Face à la présence de Marine Le Pen au second tour, plusieurs syndicats, dont la CGT, ont manifesté contre l’extrême droite à Paris, samedi. (Christophe Michel/Hans Lucas)
Publié le 21/04/2022 à 20h06

Samedi à Paris, par un splendide après-midi printanier, un modeste cortège a défilé de la place de la Nation à celle de la République.
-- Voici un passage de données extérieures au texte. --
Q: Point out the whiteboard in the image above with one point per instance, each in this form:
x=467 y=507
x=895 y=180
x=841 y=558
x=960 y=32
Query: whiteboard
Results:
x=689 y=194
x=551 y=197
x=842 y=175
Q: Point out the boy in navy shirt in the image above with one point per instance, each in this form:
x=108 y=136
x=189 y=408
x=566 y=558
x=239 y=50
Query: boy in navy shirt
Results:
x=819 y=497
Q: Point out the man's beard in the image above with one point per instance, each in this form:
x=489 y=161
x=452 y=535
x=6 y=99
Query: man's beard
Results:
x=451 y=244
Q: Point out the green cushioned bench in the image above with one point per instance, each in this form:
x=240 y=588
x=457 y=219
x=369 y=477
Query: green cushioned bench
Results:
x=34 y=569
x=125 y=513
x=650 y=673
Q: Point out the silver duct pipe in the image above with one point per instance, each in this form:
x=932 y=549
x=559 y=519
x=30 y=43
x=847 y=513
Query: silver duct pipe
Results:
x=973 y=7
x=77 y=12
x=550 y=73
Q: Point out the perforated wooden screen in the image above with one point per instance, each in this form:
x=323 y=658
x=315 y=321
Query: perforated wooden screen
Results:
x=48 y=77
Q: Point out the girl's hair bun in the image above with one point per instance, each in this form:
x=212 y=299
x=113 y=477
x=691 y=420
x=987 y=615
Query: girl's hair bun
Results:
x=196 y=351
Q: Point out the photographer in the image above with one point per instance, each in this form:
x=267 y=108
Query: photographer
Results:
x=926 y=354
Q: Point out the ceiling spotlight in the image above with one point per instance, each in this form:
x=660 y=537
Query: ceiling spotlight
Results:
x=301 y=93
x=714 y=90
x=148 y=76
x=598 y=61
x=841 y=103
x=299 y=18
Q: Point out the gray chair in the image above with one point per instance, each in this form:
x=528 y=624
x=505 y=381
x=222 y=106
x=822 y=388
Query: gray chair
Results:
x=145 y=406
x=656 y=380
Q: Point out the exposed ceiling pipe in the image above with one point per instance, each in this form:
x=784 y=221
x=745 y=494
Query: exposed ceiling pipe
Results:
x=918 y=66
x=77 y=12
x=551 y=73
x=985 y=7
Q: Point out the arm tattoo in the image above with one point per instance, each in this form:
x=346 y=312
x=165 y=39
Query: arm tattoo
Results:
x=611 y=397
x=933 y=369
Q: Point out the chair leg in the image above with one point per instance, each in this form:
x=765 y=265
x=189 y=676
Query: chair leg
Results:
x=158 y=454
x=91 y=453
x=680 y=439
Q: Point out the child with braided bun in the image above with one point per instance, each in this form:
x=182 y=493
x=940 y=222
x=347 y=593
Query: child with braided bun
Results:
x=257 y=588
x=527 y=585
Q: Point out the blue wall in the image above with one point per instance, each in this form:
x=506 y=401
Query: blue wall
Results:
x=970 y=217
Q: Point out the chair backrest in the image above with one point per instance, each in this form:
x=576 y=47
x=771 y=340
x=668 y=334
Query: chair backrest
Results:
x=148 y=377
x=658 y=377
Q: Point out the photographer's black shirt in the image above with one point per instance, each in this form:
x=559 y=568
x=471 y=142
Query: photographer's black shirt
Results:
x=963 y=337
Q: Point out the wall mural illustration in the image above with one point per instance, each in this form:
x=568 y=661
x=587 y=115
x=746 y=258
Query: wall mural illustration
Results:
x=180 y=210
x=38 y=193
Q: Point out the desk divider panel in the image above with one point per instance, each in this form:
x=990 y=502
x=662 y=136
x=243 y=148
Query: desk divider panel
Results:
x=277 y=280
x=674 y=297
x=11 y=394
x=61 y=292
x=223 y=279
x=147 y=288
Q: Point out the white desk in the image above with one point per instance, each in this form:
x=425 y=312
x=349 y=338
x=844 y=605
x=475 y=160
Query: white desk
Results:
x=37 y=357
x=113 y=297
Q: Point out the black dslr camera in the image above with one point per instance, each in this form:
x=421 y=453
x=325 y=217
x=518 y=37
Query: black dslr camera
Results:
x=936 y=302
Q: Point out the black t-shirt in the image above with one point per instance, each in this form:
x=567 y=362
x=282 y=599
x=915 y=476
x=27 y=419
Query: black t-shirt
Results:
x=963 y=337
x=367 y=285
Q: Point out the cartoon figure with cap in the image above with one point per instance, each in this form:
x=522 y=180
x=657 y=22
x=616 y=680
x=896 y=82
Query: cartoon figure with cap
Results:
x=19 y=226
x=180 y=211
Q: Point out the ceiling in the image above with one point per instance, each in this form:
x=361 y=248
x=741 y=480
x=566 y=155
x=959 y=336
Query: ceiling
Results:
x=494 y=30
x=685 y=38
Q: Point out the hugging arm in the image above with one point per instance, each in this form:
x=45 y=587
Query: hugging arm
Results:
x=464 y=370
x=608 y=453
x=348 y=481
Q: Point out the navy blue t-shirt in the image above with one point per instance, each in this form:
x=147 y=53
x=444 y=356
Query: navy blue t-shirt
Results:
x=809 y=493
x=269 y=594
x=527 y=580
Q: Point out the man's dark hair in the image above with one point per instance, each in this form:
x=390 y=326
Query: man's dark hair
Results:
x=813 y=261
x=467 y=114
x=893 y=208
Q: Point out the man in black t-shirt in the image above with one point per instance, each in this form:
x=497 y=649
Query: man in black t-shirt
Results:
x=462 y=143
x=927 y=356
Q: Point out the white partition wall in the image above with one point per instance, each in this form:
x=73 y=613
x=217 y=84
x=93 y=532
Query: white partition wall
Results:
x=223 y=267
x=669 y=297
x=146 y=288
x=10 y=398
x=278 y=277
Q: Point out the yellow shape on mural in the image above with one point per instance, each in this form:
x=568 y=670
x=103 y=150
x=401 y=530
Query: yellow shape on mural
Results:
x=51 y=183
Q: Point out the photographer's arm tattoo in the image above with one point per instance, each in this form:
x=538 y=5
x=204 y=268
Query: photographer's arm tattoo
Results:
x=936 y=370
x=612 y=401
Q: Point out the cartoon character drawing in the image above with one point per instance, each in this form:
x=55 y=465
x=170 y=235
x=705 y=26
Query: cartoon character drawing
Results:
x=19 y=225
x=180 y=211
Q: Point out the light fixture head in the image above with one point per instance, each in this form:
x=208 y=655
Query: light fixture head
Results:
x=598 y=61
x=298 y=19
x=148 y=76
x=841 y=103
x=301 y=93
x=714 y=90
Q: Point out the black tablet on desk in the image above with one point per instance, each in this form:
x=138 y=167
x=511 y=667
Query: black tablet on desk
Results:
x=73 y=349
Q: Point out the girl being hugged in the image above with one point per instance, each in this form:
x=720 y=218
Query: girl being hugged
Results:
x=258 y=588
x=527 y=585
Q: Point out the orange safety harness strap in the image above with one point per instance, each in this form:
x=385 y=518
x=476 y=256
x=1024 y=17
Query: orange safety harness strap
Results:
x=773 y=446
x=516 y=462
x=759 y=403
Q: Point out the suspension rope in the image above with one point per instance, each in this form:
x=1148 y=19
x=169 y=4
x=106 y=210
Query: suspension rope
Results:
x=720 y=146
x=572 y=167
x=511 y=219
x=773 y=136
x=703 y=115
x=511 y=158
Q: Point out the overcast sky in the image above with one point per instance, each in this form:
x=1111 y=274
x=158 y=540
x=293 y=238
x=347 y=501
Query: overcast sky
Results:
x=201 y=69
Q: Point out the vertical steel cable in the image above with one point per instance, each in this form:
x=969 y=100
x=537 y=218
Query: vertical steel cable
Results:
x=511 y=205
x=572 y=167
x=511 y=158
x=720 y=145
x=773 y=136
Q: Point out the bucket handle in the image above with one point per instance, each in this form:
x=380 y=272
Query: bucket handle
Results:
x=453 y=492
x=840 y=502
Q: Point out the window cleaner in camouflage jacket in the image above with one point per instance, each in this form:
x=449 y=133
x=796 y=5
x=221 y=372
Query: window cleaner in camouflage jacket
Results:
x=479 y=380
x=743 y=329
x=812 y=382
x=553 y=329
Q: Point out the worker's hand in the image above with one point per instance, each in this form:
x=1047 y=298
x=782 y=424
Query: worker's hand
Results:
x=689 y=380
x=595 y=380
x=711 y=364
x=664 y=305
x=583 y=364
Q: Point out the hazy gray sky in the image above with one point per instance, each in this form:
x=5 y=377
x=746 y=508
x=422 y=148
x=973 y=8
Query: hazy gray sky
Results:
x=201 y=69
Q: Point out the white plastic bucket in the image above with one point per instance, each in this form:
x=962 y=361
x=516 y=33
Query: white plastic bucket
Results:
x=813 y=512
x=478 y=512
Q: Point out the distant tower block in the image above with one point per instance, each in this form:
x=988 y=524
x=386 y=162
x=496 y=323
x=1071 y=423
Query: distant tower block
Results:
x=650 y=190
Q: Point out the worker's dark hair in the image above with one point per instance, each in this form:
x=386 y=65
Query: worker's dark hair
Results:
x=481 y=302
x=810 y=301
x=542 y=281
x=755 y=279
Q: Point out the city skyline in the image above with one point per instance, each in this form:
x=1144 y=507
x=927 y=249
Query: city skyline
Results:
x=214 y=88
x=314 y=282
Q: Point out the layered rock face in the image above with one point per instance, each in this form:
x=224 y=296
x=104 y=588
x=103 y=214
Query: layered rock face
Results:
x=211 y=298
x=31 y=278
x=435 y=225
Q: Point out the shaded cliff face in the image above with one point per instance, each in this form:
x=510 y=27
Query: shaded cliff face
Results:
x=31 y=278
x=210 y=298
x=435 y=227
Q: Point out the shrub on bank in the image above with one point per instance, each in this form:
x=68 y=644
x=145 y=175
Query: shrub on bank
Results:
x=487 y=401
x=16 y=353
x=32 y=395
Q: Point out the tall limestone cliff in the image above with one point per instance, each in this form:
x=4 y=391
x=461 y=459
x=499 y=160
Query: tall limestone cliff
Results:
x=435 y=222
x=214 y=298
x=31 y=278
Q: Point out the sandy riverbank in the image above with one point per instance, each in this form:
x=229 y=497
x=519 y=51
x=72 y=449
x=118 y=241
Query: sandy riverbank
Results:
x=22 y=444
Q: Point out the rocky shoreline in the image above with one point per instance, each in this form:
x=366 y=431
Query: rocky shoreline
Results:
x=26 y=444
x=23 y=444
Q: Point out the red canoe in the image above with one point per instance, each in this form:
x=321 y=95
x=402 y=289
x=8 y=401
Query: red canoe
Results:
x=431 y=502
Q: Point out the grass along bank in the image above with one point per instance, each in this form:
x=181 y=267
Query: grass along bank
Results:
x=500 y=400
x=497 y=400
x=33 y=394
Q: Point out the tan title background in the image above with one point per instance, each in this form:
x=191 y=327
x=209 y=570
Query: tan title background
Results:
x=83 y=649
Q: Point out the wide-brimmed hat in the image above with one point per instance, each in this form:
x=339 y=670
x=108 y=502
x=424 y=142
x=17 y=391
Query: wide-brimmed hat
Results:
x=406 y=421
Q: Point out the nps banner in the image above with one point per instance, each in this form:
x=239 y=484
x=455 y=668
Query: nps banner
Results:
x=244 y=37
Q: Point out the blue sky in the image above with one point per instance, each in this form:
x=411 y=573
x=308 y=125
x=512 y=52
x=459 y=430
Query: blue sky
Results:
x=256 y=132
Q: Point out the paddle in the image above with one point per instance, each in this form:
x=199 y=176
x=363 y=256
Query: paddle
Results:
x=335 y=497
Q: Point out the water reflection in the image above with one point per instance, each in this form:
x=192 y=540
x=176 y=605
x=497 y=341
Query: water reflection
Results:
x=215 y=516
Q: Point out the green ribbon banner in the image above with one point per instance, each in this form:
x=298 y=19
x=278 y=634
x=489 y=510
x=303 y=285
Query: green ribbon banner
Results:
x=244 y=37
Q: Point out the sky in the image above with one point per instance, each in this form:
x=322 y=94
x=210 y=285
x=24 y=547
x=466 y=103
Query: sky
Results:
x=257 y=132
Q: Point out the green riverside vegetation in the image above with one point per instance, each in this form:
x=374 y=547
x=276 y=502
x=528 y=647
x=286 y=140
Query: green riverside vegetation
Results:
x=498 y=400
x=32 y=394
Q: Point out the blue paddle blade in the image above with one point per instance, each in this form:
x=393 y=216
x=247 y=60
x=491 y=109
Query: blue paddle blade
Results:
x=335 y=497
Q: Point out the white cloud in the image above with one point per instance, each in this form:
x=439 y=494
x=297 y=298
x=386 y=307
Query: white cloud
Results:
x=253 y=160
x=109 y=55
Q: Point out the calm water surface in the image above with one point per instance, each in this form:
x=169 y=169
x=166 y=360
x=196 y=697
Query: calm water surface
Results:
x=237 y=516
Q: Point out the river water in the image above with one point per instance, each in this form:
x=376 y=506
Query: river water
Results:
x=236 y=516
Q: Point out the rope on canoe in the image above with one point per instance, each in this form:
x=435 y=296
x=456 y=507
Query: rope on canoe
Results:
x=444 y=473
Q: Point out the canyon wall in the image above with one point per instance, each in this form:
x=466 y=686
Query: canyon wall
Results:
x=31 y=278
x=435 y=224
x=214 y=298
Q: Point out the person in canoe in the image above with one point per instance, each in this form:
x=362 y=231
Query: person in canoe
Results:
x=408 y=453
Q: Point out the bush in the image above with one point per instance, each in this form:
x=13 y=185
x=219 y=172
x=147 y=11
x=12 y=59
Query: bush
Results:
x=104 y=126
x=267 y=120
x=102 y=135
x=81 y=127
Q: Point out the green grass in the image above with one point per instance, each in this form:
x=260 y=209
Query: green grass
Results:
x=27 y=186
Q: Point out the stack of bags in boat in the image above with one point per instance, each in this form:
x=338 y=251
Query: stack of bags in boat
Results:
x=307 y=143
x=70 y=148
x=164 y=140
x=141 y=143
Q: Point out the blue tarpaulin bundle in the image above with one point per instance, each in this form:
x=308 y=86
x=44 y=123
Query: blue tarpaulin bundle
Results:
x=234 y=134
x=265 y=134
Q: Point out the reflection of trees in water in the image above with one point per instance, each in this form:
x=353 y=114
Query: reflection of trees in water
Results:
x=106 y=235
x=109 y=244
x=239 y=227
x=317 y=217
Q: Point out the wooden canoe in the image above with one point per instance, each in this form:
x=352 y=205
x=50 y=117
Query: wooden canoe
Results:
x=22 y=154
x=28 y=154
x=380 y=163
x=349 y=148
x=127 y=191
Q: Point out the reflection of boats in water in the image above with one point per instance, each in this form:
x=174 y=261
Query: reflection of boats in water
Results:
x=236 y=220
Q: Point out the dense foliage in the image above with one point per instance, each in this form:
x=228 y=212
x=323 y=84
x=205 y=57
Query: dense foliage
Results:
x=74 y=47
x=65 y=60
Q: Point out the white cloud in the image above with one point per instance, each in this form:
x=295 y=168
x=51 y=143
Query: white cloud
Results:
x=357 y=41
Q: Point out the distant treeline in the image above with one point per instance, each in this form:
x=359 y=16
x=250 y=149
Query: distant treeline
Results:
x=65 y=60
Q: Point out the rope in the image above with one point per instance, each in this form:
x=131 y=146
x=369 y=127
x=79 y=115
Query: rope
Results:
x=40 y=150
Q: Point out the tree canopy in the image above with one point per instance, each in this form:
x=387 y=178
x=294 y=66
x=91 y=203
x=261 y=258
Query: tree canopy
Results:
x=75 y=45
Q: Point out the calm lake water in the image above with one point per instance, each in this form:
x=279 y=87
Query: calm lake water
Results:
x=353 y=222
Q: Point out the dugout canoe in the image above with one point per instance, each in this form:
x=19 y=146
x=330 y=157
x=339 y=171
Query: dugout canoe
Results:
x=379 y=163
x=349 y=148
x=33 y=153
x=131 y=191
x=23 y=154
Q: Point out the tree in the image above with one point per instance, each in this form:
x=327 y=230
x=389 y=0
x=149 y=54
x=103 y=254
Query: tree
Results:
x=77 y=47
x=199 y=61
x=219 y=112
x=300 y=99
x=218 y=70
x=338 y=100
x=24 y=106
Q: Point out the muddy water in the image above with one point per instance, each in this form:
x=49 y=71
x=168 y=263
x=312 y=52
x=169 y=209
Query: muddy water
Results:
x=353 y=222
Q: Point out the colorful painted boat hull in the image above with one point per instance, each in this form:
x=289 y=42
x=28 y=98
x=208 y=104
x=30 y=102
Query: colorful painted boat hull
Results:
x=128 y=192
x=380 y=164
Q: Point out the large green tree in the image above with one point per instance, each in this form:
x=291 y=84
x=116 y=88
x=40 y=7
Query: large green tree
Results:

Plus d’une quarantaine d’organisations et de partis politiques – dont, du côté syndical, la CGT, Solidaires et la FSU – avaient appelé à se mobiliser pour avertir d’un danger : l’extrême droite est à nouveau finaliste d’une élection présidentielle, et cette fois, il n’est pas dit qu’elle ne gagnera pas. Enjeu de taille, et pourtant : seule une dizaine de milliers de personnes avaient fait le déplacement, selon les autorités. Loin des foules de 2002, quand Jean-Marie Le Pen s’était qualifié pour le second tour, ou de 2017, quand sa fille avait fait de même – mais il faut souligner que ces grandes mobilisations coïncidaient avec le 1er Mai. «Le pire, ça aurait été qu’on ne soit pas là», voulait croire Philippe Martinez, le secrétaire général de la CGT, avant le départ du cortège.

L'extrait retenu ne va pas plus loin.